For Swedish and Nordic organizations, this matters when Codex is connected to a repository, MCP servers, internal tools or remote environments. MCP, Model Context Protocol, is a way to connect an agent to external tools and data sources. Permissions need to be visible: which tools are read-only, which can write, which sandbox applies, and where should a human approve the next step?

This belongs in Tool Forge work. Build an integration people can trust: use environment variables or a secret manager for keys, scoped permissions, separate profiles for test and production, redaction of sensitive fields where needed, approval gates before write actions and logs someone can actually follow.

What you can test today

Human step: upgrade Codex CLI and run diagnostics in a repo where Codex already does work. The official changelog shows the installation command for this version, and the release note describes the expanded codex doctor report.

npm install -g @openai/[email protected]
codex doctor

In the TUI, you can then check /permissions. If the session runs over remote transport, /status can show remote connection details and server version.

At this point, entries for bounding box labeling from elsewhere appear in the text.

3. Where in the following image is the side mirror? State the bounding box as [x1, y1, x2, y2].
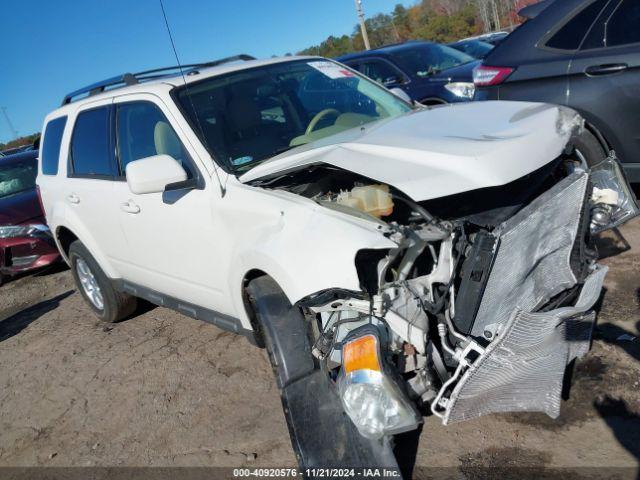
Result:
[389, 87, 413, 104]
[126, 155, 187, 194]
[382, 76, 402, 88]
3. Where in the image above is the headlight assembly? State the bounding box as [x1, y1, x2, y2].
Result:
[0, 224, 49, 238]
[444, 82, 476, 100]
[338, 326, 420, 439]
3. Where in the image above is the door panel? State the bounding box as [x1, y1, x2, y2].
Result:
[113, 95, 229, 313]
[63, 99, 124, 273]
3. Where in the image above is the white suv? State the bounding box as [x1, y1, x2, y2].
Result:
[37, 56, 637, 466]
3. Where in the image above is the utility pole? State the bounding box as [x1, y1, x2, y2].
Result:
[2, 107, 18, 138]
[355, 0, 371, 50]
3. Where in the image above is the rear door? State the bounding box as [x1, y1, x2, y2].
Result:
[569, 0, 640, 171]
[62, 99, 124, 273]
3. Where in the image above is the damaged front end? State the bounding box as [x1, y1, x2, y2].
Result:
[252, 146, 638, 439]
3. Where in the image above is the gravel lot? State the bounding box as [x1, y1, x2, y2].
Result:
[0, 219, 640, 478]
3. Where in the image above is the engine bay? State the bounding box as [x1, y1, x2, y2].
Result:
[248, 156, 637, 438]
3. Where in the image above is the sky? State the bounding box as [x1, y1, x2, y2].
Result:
[0, 0, 415, 142]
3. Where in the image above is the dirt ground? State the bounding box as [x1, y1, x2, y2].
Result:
[0, 220, 640, 478]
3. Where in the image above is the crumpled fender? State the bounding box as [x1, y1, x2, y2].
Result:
[229, 187, 397, 328]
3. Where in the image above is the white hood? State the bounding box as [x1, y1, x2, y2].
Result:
[240, 102, 582, 201]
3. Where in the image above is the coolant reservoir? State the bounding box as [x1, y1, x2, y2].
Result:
[336, 185, 393, 218]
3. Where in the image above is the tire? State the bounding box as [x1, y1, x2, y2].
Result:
[571, 129, 607, 167]
[69, 240, 137, 323]
[247, 276, 399, 471]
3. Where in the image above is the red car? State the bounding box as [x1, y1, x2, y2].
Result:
[0, 151, 60, 284]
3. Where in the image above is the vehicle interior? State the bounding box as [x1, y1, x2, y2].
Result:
[177, 61, 411, 171]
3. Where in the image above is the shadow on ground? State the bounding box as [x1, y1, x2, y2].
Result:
[0, 290, 73, 342]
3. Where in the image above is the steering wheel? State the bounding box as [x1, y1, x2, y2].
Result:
[304, 108, 340, 135]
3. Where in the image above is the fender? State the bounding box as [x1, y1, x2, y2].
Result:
[49, 211, 120, 279]
[229, 193, 397, 328]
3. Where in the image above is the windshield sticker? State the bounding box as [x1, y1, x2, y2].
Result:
[231, 156, 253, 167]
[308, 62, 355, 78]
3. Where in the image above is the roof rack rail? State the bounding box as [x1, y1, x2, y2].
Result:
[62, 53, 256, 105]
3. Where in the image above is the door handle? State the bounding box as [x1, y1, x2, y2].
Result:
[120, 200, 140, 213]
[584, 63, 629, 77]
[67, 193, 80, 205]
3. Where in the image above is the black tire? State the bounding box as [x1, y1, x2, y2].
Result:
[571, 129, 607, 167]
[69, 240, 137, 323]
[247, 276, 399, 470]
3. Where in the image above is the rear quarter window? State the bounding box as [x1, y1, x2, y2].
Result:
[69, 106, 117, 178]
[546, 0, 609, 51]
[40, 117, 67, 175]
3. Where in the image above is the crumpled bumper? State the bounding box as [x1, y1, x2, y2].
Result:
[444, 267, 607, 424]
[441, 172, 607, 424]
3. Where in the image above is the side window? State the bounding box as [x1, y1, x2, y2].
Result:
[360, 60, 402, 85]
[605, 0, 640, 47]
[40, 117, 67, 175]
[546, 0, 609, 50]
[116, 102, 193, 178]
[70, 106, 116, 177]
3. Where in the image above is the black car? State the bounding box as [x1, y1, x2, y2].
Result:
[336, 41, 480, 105]
[474, 0, 640, 182]
[449, 39, 493, 59]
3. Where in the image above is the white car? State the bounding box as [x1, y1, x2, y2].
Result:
[37, 56, 637, 467]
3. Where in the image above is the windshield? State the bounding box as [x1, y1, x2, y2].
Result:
[0, 159, 38, 198]
[176, 60, 411, 173]
[393, 43, 475, 77]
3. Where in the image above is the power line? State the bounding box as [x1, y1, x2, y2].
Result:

Source: OpenAI Codex changelog: installation command, codex doctor, /status and /permissions

Short example: use the new Codex feature

Human step: run the commands above, copy the relevant part of codex doctor, and inspect /permissions before you start a larger agent task. Then paste a short instruction into Codex:

Use this Codex 0.135.0 diagnostics snapshot and permission-profile output to review whether this repo is ready for a controlled agent session. Identify environment issues, remote-session facts, active permission profile, sandbox or approval risks, and the smallest safe next task. Do not modify files.

Good output should:

  • separate environment issues, permissions, and the code task itself
  • name the active permission profile and what it allows
  • point out whether remote status or server version is missing when it should exist
  • suggest one small next step without changing files

What to watch next

There are already alpha tags after 0.135.0, but their public release text does not give the same useful decision support. For most teams, the stable signal right now is simple: make the Codex environment easier to review before you ask the agent to do more work.